By LAWI WENG
Many Burmese migrants in Thailand will not visit their family in Burma this year because of the economic impact of the global financial crisis, according to Burmese migrant workers.
There were about 5,000 migrants traveling to Burma this month through the border town of Three Pagodas Pass, according to a source close to the Thai immigration authority.
He said 20,000 people returned home during the same period last year. Burmese migrant workers normally visit home once a year.
“Normally, many people return to Burma every year during this month,” he said. “But this year, only a few Burmese migrant workers returned.”
Ma Ye, a Burmese migrant who works at a southern Thailand rubber plantation, said she had planned to ordain her son as a monk this year. “I postpone it because I can’t make enough money,” she said.
Another worker on the plantation, Nay Myo, said he had a 300,000 kyat (about US $260) debt when he came to Thailand. “I can’t pay it back yet even after almost a year in Thailand because the rubber price dropped,” he said, and his pay was affected.
Meanwhile, Burma’s unemployment rate has plummeted because of the global financial crisis, forcing a growing number of Burmese to flee to neighboring countries in search of work, said a source on the Thailand-Burma border.
A source who is involved in smuggling migrant workers from Burma into Thailand said about 200 illegal Burmese migrants arrive in Three Pagodas Pass daily.
Many Burmese migrants remain in Burma now, he said, waiting for a chance a better time to leave for Thailand, because authorities have tighten border security prior to a visit by one of the King’s daughters to Thong Pha Phum District in Kanchanabur Province.
Unemployment in Burma is at its highest level this year, an economics professor at Rangoon University suggested.
Win Kyaw, a carpenter in Mudon Township, said he usually he has enough work lined up building houses to last a year. “But, I have no regular work now because many migrants in Thailand send home less money. There are not as many people building houses here.”
A Karen businessman in Myawaddy said about 100 people cross the Thailand-Burma border every day. Some work in borrowed paddy land in Mae Sot and also grow vegetables, while others continue on to Chiang Mai or Bangkok. In Mae Sai, it’s estimated about 50 to 60 Burmese migrants cross the border from Tachilek daily.
Estimates say there are about 4 million Burmese migrants living and working in Thailand. About 500,000 are legally registered with the Thai Ministry of Labor.

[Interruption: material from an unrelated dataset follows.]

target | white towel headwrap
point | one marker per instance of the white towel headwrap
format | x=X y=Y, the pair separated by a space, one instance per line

In April, when 54 Burmese migrants suffocated to death while being transported in a container truck from Ranong near the Burmese border town of Kawthaung, the tragedy prompted Thai officials to step-up efforts to stem the tide of illegal migrants. But
Burmese continue to make the trip in a desperate bid to find jobs to support themselves and their families.
The Thai government last week announced they would not offer new Burmese migrants a chance to register legally this year. Several hundred illegal migrants were arrested in Bangkok in recent weeks.
Meanwhile, the cost of smuggling one migrant from Mae Sot to Bangkok remains at around 17,000 baht (US $550), according to informed sources.